Si tratta di ossessioni e compulsioni implicanti controlli protratti e ripetuti senza necessità, volti a riparare o prevenire gravi disgrazie o incidenti. Le persone che ne soffrono tendono a controllare e ricontrollare sia per tranquillizzarsi di aver fatto qualcosa di male e non ricordarlo, sia a scopo preventivo, per essere sicuri di aver fatto il possibile per prevenire qualunque possibile catastrofe. Il controllo compulsivo è quindi finalizzato a tranquillizzarsi riguardo al costante dubbio di non aver fatto tutto il necessario per prevenire eventuali disgrazie o al dubbio di aver danneggiato qualcosa o qualcuno inavvertitamente senza essersene accorti.

Ossessioni pure

Si tratta di pensieri o, più spesso, immagini relative a scene in cui la persona attua comportamenti indesiderati e inaccettabili, privi di senso, pericolosi o socialmente sconvenienti. Queste persone non hanno né rituali mentali né compulsioni, ma soltanto pensieri ossessivi.

Superstizione eccessiva

Si tratta di un pensiero superstizioso portato all'eccesso. Chi ne soffre ritiene che il fatto di fare o non fare determinate cose, di pronunciare o non pronunciare alcune parole, di vedere o non vedere certe cose etc, sia determinante per l'esito degli eventi.
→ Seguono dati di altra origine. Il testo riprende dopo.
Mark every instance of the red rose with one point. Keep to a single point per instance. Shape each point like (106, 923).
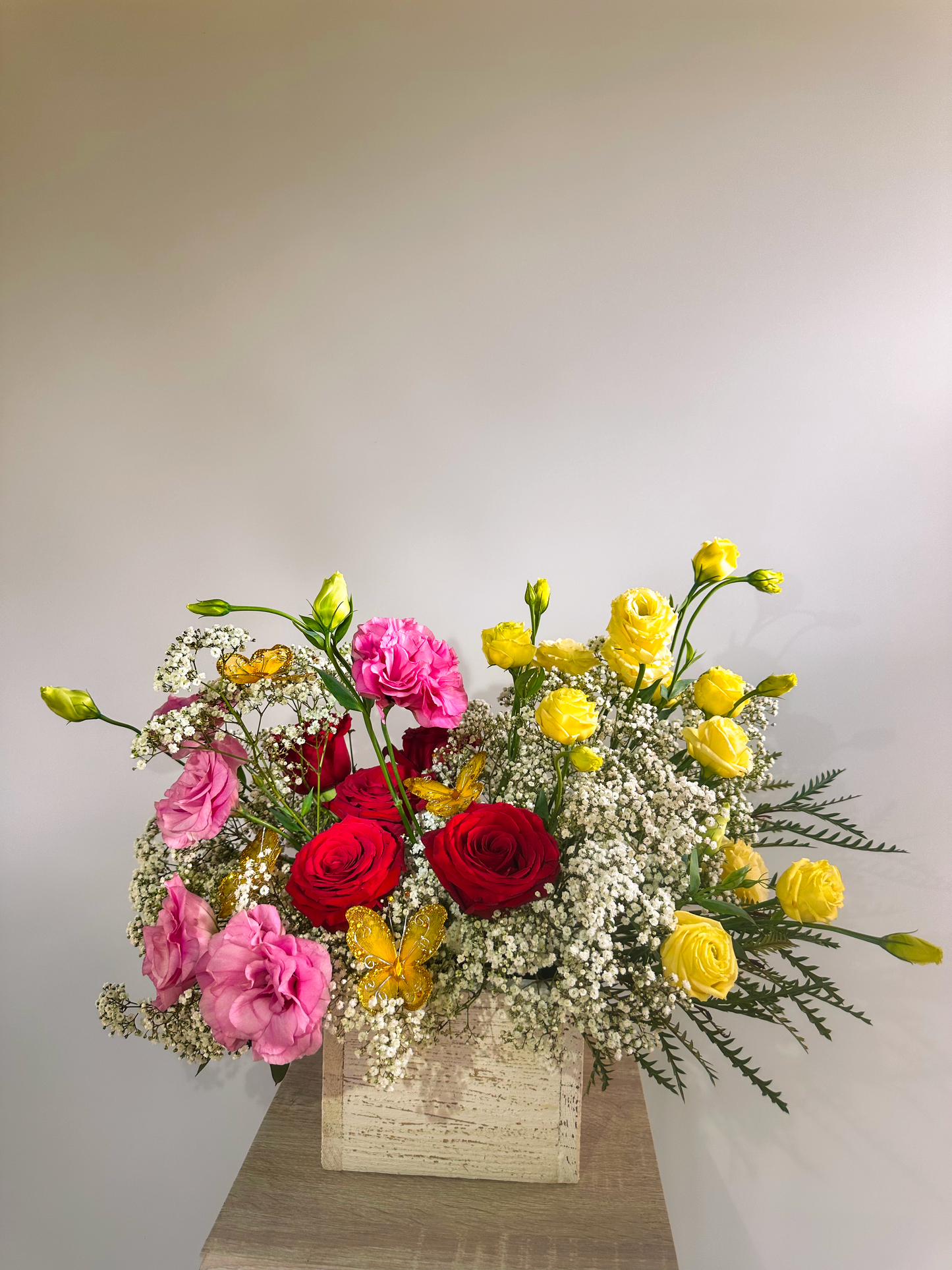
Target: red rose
(419, 745)
(493, 856)
(352, 863)
(324, 757)
(364, 793)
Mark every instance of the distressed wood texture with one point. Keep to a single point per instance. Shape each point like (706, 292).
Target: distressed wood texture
(462, 1111)
(285, 1211)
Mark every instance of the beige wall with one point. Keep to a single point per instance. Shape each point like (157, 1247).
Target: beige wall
(449, 295)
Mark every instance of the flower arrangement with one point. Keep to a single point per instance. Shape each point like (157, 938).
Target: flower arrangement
(592, 853)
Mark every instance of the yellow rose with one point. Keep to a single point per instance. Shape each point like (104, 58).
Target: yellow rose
(567, 656)
(721, 746)
(715, 560)
(74, 705)
(701, 952)
(584, 760)
(508, 644)
(625, 663)
(810, 890)
(717, 691)
(739, 855)
(641, 623)
(567, 715)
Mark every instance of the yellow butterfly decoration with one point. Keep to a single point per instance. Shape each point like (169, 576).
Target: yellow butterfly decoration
(446, 801)
(264, 664)
(253, 871)
(391, 973)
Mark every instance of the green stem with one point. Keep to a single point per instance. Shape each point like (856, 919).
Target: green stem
(842, 930)
(116, 723)
(400, 784)
(714, 590)
(263, 608)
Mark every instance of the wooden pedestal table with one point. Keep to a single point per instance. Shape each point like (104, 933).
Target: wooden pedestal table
(285, 1211)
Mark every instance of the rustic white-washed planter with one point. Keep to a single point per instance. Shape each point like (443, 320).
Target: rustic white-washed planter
(462, 1111)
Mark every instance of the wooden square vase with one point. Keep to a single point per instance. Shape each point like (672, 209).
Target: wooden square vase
(464, 1111)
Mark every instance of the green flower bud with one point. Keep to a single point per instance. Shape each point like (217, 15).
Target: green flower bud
(330, 608)
(74, 705)
(908, 948)
(714, 836)
(537, 596)
(210, 608)
(584, 759)
(767, 581)
(776, 685)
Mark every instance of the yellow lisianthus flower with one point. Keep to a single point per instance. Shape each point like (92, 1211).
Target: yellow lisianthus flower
(567, 715)
(74, 705)
(701, 953)
(810, 890)
(720, 746)
(717, 691)
(739, 855)
(626, 664)
(715, 560)
(567, 656)
(641, 623)
(508, 644)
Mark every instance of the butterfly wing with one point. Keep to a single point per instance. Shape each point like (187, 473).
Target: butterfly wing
(368, 939)
(378, 987)
(467, 784)
(254, 870)
(439, 798)
(423, 935)
(238, 670)
(414, 986)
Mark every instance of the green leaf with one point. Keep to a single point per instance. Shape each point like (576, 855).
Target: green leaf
(716, 906)
(341, 693)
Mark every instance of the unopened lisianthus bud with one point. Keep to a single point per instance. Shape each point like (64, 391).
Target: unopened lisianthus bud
(776, 685)
(584, 759)
(210, 608)
(909, 948)
(767, 581)
(330, 608)
(74, 705)
(715, 560)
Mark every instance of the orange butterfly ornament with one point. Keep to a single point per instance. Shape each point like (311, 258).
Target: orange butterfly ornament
(263, 664)
(443, 800)
(390, 972)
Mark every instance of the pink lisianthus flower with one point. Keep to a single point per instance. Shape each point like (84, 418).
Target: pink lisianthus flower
(175, 944)
(266, 986)
(399, 661)
(204, 798)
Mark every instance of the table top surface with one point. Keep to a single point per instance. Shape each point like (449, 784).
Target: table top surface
(285, 1211)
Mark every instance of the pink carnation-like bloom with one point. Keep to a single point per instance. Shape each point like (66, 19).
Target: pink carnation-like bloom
(260, 985)
(204, 798)
(400, 661)
(177, 941)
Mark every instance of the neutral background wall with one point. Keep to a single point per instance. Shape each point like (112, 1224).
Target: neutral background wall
(449, 295)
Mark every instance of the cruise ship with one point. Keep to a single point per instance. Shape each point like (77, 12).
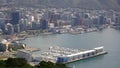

La paura è che il pensiero negativo potrebbe in qualche modo "imprimersi" e trasformarsi in realtà e l’effetto  può essere scongiurato soltanto ripetendo l'atto o facendo qualche altro rituale "anti-iella".

Ordine e simmetria

Chi ne soffre non tollera assolutamente che gli oggetti siano posti in modo anche minimamente disordinato o asimmetrico, perché ciò gli procura una sgradevole sensazione di mancanza di armonia e di logicità (Libri, fogli, penne, asciugamani, cd, abiti nell'armadio, piatti, pentole, tazzine, devono risultare perfettamente allineati, simmetrici e ordinati secondo una sequenza logica), quando ciò non avviene queste persone passano ore del loro tempo a riordinare ed allineare questi oggetti, fino a sentirsi completamente tranquilli e soddisfatti.

Accumulo/accaparramento

E' un tipo di ossessione piuttosto rara che caratterizza coloro che tendono a conservare ed accumulare oggetti insignificanti e inservibili per la paura di gettare qualcosa che prima o poi potrebbe servire. Queste persone  non hanno pensieri ossessivi particolari, ma sono terribilmente sconvolti nel momento in cui si chiede loro di gettar via qualcosa.

Compulsioni mentali

Non costituiscono una reale categoria a parte di disturbi ossessivi, perché la natura delle ossessioni può essere una qualunque delle precedenti. Coloro che ne soffrono, pur non presentando alcuna compulsione materiale, come nel caso delle ossessioni pure, effettuano precisi cerimoniali mentali per scongiurare la possibilità che si avveri il contenuto del pensiero ossessivo e ridurre di conseguenza l'ansia.